Strücklingen - Nicht mehr viel übrig ist vom Gemäuer des „Strücklinger Hofes“. Der Bagger leistet ganze Arbeit. Gekauft hat den ehemaligen Landgasthof und das Grundstück der Immobilienmakler Wjatscheslaw Pankratz aus Quakenbrück. Pankratz, der auch Bauingenieur ist, plant die Fläche teilweise mit Häusern zu bebauen.
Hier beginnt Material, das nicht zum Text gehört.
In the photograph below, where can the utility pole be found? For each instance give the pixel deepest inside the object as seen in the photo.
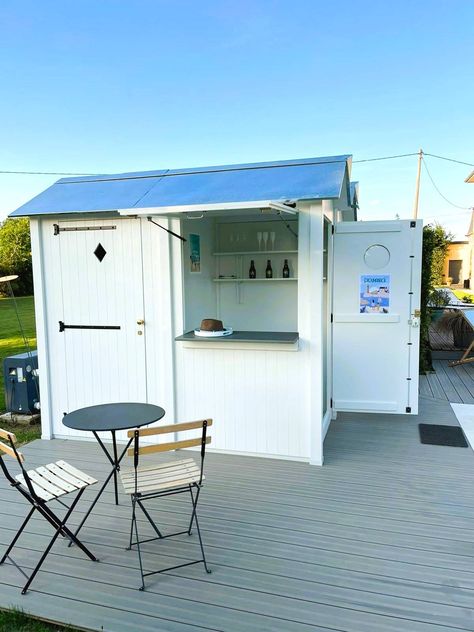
(417, 188)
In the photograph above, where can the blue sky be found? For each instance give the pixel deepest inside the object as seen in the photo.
(110, 86)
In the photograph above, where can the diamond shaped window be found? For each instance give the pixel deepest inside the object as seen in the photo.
(100, 252)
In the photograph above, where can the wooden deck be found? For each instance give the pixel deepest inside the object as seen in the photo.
(381, 539)
(453, 384)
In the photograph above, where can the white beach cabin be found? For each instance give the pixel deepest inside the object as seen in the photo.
(118, 298)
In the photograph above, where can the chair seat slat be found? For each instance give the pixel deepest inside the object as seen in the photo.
(45, 484)
(70, 469)
(39, 491)
(69, 478)
(169, 471)
(55, 480)
(161, 466)
(151, 477)
(160, 485)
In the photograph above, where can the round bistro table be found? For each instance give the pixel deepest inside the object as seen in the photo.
(111, 418)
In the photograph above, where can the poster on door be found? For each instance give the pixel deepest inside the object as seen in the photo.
(374, 295)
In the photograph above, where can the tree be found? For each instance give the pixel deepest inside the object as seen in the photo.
(15, 253)
(436, 241)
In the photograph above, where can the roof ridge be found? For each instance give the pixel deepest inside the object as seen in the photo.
(302, 162)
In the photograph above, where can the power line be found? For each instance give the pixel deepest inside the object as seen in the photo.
(459, 162)
(386, 157)
(464, 208)
(70, 173)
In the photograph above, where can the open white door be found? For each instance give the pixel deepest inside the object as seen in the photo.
(377, 274)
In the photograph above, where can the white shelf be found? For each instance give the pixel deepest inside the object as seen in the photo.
(255, 252)
(253, 280)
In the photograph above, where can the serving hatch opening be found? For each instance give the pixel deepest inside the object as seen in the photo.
(227, 209)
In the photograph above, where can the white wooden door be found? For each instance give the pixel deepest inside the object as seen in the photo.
(102, 300)
(377, 271)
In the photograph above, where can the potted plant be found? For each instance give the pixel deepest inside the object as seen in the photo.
(453, 321)
(439, 299)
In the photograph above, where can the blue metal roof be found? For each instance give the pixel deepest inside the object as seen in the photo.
(305, 179)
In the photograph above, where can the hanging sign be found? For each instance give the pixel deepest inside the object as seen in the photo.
(195, 252)
(374, 295)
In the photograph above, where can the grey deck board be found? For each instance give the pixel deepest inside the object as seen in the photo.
(454, 384)
(379, 539)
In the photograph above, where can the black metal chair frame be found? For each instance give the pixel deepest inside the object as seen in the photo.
(138, 498)
(39, 505)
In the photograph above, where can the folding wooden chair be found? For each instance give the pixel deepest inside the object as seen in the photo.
(166, 479)
(39, 487)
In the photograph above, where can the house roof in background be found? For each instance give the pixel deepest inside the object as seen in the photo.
(304, 179)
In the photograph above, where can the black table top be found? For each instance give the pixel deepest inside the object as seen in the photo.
(108, 417)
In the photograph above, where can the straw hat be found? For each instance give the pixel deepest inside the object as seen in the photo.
(210, 324)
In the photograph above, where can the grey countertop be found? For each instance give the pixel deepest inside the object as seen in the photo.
(281, 337)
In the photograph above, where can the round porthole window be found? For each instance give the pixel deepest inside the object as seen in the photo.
(376, 256)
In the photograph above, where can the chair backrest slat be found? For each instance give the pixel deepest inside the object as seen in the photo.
(5, 434)
(187, 425)
(11, 452)
(166, 447)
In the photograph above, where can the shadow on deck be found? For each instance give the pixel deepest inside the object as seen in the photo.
(378, 540)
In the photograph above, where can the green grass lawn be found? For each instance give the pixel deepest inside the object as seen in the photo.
(11, 341)
(15, 621)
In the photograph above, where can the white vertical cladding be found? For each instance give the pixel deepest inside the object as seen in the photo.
(41, 326)
(159, 332)
(254, 396)
(310, 315)
(51, 348)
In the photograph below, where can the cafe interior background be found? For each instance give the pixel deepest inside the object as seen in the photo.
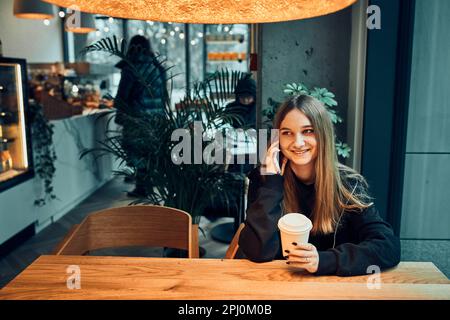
(391, 85)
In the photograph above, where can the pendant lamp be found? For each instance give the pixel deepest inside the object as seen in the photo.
(33, 9)
(209, 11)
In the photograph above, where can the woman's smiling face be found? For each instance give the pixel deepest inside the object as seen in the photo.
(298, 141)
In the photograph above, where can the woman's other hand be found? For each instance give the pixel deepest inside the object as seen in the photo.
(303, 256)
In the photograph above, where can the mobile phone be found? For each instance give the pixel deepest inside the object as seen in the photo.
(276, 161)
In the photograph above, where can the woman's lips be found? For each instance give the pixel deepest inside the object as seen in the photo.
(301, 152)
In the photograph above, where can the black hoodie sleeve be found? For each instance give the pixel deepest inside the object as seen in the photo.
(259, 239)
(376, 247)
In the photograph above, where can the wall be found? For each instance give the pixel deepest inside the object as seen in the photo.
(29, 39)
(313, 51)
(74, 181)
(426, 204)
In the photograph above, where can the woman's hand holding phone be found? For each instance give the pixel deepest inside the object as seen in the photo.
(272, 165)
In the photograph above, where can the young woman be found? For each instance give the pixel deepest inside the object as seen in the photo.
(348, 235)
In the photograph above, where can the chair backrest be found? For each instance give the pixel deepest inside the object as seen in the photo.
(143, 225)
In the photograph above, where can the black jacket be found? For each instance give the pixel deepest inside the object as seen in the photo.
(132, 97)
(362, 239)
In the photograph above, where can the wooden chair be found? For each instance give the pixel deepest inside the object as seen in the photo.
(144, 225)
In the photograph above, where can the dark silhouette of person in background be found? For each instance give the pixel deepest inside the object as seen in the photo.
(244, 103)
(134, 98)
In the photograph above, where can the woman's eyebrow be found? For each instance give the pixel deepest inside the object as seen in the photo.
(303, 127)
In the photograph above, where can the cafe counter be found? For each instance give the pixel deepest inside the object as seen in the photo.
(75, 179)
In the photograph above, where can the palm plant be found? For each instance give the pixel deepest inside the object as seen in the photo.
(190, 187)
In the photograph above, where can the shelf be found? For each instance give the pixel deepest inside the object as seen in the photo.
(224, 42)
(222, 61)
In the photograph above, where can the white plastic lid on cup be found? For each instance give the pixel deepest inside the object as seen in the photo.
(294, 223)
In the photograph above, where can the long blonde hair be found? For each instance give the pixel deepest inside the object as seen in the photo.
(332, 194)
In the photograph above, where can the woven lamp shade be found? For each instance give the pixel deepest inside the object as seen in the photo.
(33, 9)
(209, 11)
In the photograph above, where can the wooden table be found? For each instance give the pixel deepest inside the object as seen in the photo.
(166, 278)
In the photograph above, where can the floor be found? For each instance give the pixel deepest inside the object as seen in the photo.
(113, 194)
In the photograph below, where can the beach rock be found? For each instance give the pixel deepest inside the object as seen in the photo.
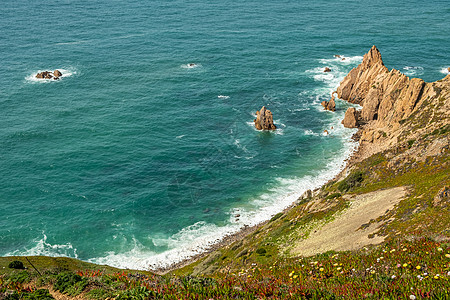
(329, 105)
(351, 119)
(264, 120)
(57, 73)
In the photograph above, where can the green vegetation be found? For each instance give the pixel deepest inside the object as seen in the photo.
(16, 264)
(351, 181)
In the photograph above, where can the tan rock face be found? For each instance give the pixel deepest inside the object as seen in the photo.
(57, 73)
(264, 120)
(386, 97)
(329, 105)
(351, 119)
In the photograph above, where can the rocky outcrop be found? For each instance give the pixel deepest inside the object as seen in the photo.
(57, 73)
(329, 105)
(351, 119)
(49, 75)
(386, 96)
(397, 112)
(264, 120)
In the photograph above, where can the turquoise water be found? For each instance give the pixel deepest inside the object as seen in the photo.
(137, 159)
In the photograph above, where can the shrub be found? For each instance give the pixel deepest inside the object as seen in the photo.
(261, 251)
(332, 196)
(276, 217)
(16, 264)
(351, 181)
(410, 143)
(70, 283)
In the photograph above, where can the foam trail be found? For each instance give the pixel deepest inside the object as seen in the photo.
(445, 70)
(65, 73)
(43, 247)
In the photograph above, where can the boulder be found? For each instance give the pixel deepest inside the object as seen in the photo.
(57, 73)
(264, 120)
(329, 105)
(351, 119)
(442, 196)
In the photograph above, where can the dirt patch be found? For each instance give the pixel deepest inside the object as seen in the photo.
(344, 232)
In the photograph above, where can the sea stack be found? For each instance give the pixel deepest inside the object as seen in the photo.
(49, 75)
(329, 105)
(264, 120)
(387, 97)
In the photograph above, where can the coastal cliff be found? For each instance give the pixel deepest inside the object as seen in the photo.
(395, 108)
(378, 230)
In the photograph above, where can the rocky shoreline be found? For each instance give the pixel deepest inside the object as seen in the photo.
(389, 99)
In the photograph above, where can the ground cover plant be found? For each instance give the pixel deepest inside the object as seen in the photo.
(417, 269)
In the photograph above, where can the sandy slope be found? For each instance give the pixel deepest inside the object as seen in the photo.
(342, 233)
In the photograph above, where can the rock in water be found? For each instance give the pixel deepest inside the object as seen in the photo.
(57, 73)
(351, 119)
(264, 120)
(329, 105)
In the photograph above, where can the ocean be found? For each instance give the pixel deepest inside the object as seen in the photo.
(144, 153)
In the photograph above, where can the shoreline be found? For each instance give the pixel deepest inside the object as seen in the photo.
(348, 162)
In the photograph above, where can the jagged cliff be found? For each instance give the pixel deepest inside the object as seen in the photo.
(395, 107)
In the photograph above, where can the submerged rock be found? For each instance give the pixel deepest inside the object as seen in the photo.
(49, 75)
(329, 105)
(351, 119)
(264, 120)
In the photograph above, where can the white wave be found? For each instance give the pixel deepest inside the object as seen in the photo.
(341, 59)
(191, 66)
(65, 73)
(42, 247)
(445, 70)
(412, 71)
(72, 43)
Um das im hinteren Bereich des Grundstücks liegende Domizil des Wassersportvereins (WSV) „Sagter-Ems“ Strücklingen und die Paddel- und Pedalstation laufen derzeit Kaufverhandlungen zwischen der Gemeinde Saterland und dem Investor. Bisher gibt es hierfür langjährige Pachtverträge beziehungsweise kurzzeitige Nutzungsverträge, die noch mit den Vorbesitzern geschlossen wurden. „Die betroffenen Grundstücke möchte die Gemeinde Saterland gerne vom jetzigen neuen Eigentümer käuflich erwerben. Bisher sind noch keine Kaufverträge abgeschlossen worden“, erklärte Bürgermeister Thomas Otto. Die Gespräche mit Pankratz verliefen bisher ganz fruchtbar. Der Ankauf sei zudem politischer Wille, so Otto. Auch den Grillunterstand möchte die Kommune übernehmen. „Sollte es klappen, versetzen wir diesen entweder auf dem Grundstück oder wir finden einen geeigneten Platz in Strücklingen“, sagt der Bürgermeister.
Der WSV-Vorsitzende Emil Hartmann geht davon aus, dass der Verein das Gelände weiter nutzen kann – ebenso wie Peter Herrmann, der die Paddel- und Pedalstation betreibt. „Die Station in der Nähe des Deiches hat Bestandsschutz und was anderes darf da nicht gebaut werden“, sagt Herrmann. „So ist es auch im Bebauungsplan festgelegt“, betont Arno Ewen von Touristik „Südliches Ostfriesland“, die die Paddel- und Pedalstation betreut. Die Lage der jetzigen Station sei ein guter Standort. Das Einzige was sein könnte ist, dass der Anleger an der Sagter Ems zum „Utender Kanal“ verlegt werde, so Ewen.